I blame these shops. They prey on the simple. They are evil.
forgot to mention, great blog! very stimulating!
By Hobbes, LOAB, I was thinking more along the lines of "war of every man against every man" where there are "...no arts; no letters; no society; ... and the life of man, solitary, poor, nasty, brutish and short." But I appreciate the references re Barthes and Derrida. Now I know who to blame :)
Kieran - you stay away from that Tom Cruise, you hear? That short-arse little twat is nothing but trouble.
And Aunty - remember that it's the thought that counts. Also that she might know exactly what she's doing, and that perhaps you should just stop inviting her...
If LoaB wants to get into fancy Gallic gibberish, he should be advised that Barthes and Derrida are well on their way out. And so is Gilles Deleuze. Baudrillard is not doing too well, either. These days in the English departments of the Western Hemisphere (no, I don't work in one of them), it's Lacoue Labarthe and Alain Badiou that are all the rage. Equally incomprehensible Frogs, if you ask me, but they sell really well, they tell me.
It is a sign of the economic strength of America that they can afford to sell in Dollar Empires* the same sort of shit Britons need a Pound Store to peddle (while the sluggish Continentals have to fork out 2 Euros for it). But I guess that's what makes China a great country.
* The Maryland equivalent of Ivan's $1 stores. Here on the Left Coast, we have a place called, appropriately, '99¢ Dreams.' Take that, Albion!
I'd rather be poor than French, but fortunately I'm neither. I once heard of a man who sold all his possessions to avoid being poor.

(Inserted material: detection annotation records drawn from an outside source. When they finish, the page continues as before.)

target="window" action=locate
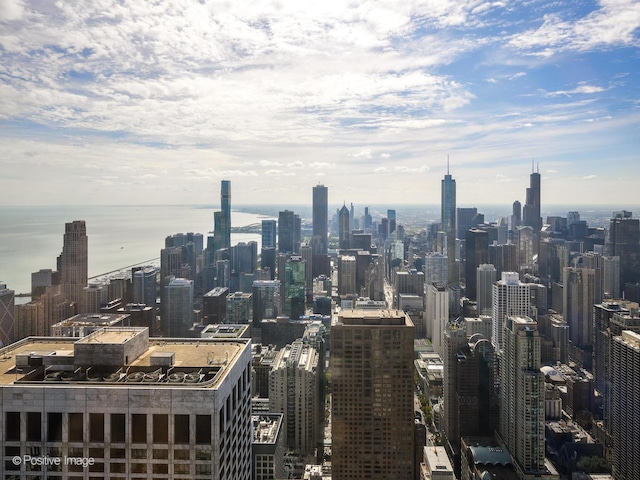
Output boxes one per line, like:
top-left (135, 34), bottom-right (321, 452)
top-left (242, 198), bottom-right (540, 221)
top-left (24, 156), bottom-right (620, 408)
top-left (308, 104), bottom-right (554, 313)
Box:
top-left (131, 413), bottom-right (147, 442)
top-left (89, 413), bottom-right (104, 442)
top-left (173, 415), bottom-right (189, 444)
top-left (153, 414), bottom-right (169, 443)
top-left (69, 413), bottom-right (84, 442)
top-left (196, 415), bottom-right (211, 445)
top-left (27, 412), bottom-right (42, 442)
top-left (4, 412), bottom-right (20, 442)
top-left (111, 413), bottom-right (126, 442)
top-left (47, 413), bottom-right (62, 442)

You boys be nice to LoaB. I pointed him in this direction
Really, Pi - quite frankly, putting a banana next to a gorilla was just asking for trouble.

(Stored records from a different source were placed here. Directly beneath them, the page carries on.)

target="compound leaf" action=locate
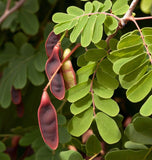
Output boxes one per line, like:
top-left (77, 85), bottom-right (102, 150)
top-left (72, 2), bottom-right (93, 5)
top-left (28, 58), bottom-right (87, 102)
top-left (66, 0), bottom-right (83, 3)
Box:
top-left (95, 112), bottom-right (121, 144)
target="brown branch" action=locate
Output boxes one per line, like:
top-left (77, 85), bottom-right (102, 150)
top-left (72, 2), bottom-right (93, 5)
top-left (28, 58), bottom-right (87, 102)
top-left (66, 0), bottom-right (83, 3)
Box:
top-left (120, 0), bottom-right (139, 27)
top-left (0, 0), bottom-right (26, 24)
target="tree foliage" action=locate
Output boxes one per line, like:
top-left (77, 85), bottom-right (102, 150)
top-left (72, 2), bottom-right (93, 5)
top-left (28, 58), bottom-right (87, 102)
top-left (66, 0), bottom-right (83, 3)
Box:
top-left (0, 0), bottom-right (152, 160)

The Yank in the back still doesn't know what the hell "fancy goods" are, dammit.
Cheers.
Only one way to find out, Randall - step on inside and enter the heart of darkness...
Here in Oz, we don’t have pound stores because we got rid of them in 1963 and went all metric. So we call our pound store equivalents ‘Crazy Prices’, ‘Clints Crazy Bargains’, ‘Crazy Clarks’, and ‘Silly Sollys’ (Solly rebelled against the naming convention). Anyway, the common theme (for the slow witted), is that these retailers are crazy, because everything is so cheap!!! Clearly we are light-years ahead of the Brits in terms of marketing crap stores.